Homicide à Sainte-Marie-de-Kent: une communauté inquiète

L’homicide d’Elias Bastarache, un homme de 67 ans de Sainte-Marie-de-Kent, a créé de l’inquiétude dans la petite communauté. Le Groupe des crimes majeurs de la GRC fait enquête.

Gerry Mazerolle, résident de Sainte-Marie, se souvient d’Elias Bastarache comme un homme tranquille qu’il voyait ici et là dans la communauté.

Selon lui, l’homme menait une vie tranquille dans une maison cachée des regards, dans une région boisée.

Son corps a été retrouvé par la GRC le 21 février, vers 16h.

La nouvelle de son décès a rapidement fait le tour de la petite communauté. Au début, Gerry Mazerolle croyait qu’il avait été terrassé par une crise cardiaque.

Lorsque la GRC a annoncé qu’il s’agissait d’un homicide, la tension a monté d’un cran dans le paisible village.

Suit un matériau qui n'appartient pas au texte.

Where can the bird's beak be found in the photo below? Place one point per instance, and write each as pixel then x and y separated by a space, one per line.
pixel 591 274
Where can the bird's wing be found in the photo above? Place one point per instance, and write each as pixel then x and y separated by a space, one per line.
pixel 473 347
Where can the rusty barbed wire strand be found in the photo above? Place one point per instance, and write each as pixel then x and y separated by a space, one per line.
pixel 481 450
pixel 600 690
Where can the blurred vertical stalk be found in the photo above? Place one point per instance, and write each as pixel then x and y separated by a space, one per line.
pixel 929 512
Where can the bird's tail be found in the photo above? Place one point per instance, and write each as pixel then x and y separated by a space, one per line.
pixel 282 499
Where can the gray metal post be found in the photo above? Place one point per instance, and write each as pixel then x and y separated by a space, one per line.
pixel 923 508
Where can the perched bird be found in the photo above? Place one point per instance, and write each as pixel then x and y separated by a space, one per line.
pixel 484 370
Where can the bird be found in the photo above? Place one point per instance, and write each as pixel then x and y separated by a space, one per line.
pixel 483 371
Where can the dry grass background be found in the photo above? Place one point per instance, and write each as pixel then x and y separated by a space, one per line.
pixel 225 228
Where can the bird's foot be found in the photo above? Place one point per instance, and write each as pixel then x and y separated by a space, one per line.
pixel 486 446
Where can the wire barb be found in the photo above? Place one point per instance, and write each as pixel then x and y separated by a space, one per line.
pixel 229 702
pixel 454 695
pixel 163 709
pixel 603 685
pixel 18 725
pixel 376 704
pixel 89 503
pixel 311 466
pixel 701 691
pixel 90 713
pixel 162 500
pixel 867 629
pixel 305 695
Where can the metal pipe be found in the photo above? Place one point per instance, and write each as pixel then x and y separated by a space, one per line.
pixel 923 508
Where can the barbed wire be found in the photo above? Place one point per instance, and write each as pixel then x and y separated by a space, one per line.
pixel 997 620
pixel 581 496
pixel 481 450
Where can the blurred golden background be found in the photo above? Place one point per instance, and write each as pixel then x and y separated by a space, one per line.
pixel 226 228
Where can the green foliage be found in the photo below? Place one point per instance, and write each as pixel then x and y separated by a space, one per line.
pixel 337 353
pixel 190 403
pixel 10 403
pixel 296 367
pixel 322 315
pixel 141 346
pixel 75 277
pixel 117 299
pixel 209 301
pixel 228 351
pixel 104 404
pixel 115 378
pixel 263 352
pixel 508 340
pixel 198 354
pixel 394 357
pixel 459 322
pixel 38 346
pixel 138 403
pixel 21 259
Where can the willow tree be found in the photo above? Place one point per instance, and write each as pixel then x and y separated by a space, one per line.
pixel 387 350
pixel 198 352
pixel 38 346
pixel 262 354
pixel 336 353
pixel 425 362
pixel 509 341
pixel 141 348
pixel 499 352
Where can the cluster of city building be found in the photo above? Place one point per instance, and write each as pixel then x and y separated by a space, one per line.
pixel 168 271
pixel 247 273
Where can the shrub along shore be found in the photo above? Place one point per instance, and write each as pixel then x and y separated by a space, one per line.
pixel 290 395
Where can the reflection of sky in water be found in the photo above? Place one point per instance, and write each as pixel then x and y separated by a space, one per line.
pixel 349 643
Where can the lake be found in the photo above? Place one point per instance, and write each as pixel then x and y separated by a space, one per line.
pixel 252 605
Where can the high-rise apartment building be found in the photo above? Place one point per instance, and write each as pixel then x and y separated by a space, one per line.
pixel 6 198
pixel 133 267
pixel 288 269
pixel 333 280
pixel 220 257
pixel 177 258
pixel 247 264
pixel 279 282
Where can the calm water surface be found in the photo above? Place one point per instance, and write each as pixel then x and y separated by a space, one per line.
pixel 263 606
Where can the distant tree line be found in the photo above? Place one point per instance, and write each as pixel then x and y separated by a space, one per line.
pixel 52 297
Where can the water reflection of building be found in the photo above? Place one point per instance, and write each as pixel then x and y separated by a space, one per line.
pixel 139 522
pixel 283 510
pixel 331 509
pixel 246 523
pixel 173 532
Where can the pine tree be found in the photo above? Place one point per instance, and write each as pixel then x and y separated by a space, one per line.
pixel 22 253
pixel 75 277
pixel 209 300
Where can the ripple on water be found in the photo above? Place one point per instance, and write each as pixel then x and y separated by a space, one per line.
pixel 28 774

«C’est plus inquiétant. C’est énervant pour la paroisse. La GRC a dit que c’était un événement isolé, mais on n’est pas certains de ce que ça signifie. J’habite à 2 km de chez lui, et ça faisait 25 ans que je le connaissais», raconte le retraité.

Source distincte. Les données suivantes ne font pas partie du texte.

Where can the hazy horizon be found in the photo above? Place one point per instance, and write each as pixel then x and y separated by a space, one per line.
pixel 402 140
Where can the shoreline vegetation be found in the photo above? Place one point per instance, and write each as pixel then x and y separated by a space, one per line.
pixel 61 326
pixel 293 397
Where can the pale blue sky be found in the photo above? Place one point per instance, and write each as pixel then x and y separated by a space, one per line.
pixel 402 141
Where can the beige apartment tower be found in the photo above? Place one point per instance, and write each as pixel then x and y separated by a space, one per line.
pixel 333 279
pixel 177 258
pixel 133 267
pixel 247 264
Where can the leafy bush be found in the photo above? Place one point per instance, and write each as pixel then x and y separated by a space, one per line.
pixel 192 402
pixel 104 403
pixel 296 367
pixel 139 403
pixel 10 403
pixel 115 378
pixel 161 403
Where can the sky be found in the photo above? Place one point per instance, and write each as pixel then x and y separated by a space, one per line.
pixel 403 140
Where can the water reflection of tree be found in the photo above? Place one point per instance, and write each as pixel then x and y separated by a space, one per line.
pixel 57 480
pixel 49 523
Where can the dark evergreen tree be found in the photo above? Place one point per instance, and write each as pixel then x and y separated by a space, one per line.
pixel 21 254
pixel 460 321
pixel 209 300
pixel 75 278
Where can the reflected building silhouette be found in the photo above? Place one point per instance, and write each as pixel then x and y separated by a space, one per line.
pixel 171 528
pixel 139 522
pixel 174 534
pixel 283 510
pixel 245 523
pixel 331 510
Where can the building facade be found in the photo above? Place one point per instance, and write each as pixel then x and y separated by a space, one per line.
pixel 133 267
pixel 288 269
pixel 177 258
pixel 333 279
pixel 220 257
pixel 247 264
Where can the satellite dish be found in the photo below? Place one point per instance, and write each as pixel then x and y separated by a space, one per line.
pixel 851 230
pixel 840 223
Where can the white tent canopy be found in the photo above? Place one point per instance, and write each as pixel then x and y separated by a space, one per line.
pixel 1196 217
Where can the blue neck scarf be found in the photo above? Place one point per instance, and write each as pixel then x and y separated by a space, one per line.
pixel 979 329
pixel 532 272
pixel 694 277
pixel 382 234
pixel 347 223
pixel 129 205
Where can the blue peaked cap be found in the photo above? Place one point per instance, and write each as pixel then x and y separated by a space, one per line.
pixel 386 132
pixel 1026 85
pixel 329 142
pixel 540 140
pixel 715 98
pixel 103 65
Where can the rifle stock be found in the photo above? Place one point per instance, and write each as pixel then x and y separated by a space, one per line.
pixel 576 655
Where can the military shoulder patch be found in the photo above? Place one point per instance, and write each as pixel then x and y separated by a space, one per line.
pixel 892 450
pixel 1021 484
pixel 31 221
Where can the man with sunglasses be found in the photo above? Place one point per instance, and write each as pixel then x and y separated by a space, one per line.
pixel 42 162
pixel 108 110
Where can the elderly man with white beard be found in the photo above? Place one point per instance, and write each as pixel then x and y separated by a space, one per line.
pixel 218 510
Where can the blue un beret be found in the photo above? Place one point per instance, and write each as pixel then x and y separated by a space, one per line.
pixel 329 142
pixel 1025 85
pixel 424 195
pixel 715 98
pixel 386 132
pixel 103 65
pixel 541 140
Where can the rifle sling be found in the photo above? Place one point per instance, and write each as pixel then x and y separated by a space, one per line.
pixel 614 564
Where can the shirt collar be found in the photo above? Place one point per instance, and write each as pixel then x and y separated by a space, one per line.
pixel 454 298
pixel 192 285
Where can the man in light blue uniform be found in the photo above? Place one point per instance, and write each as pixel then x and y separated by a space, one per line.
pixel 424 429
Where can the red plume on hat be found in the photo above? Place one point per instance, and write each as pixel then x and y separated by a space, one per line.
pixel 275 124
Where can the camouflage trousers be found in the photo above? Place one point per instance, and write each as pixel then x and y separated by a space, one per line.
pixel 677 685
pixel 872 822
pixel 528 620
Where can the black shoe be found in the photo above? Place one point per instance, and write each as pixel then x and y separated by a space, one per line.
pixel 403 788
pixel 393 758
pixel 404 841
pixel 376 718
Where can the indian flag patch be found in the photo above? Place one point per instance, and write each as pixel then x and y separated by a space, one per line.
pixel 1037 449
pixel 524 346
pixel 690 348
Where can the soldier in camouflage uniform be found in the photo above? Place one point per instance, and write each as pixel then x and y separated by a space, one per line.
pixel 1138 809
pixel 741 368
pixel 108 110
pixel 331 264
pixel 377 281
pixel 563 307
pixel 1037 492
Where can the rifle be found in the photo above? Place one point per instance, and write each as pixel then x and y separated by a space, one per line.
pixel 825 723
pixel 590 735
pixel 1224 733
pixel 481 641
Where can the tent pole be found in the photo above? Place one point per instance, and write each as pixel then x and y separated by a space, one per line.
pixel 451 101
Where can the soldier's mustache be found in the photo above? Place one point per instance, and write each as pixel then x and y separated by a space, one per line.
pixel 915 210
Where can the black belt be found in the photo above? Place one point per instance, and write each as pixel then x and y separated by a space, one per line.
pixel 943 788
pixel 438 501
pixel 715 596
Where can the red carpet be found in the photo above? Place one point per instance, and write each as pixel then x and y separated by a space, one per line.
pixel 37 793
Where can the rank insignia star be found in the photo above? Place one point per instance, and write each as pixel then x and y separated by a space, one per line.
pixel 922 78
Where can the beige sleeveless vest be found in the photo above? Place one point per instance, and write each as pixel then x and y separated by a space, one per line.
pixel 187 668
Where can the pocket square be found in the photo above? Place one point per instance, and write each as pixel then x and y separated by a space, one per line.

La victime était un ancien bûcheron. Il vivait seul, «un peu comme un ermite».

«C’était un bon gars, tranquille. Il n’a jamais fait de mal à personne», raconte M. Mazerolle.

Selon lui, la communauté a hâte que la GRC résout cette affaire.

M. Mazerolle, qui est photographe amateur, a publié une photo d’un Elias Bastarache souriant sur sa page Facebook pour lui rendre hommage. La photo aurait été prise il y a une vingtaine d’années, mais l’homme n’avait pas beaucoup changé, d’après le retraité.

«C’est probablement la seule photo de lui.»

Au dépanneur du coin, l’employée Nancy Vigneau raconte que l’homicide est devenu le sujet de discussion de presque tout le monde.

«Il y a une dame qui m’a dit “qu’est-ce que c’est que ça, on est à Sainte-Marie, pas à New York”. Tout le monde se pose des questions, parce que c’était un homme qui ne faisait pas un bruit. C’était quelqu’un de normal.»

Elias Bastarache venait au magasin deux à trois fois par semaine, selon elle.

Les rumeurs circulent, mais Nancy Vigneau affirme qu’elle a hâte que la GRC mette la main sur le coupable.

Dans le cadre de cette enquête, la GRC a annoncé qu’elle cherchait des informations sur un véhicule, une Chevrolet Cavalier coupé jaune de 2005.

Les enquêteurs croient qu’Elias Bastarache était au volant de cette voiture dans les environs de Sainte-Marie et de Bouctouche le 20 février.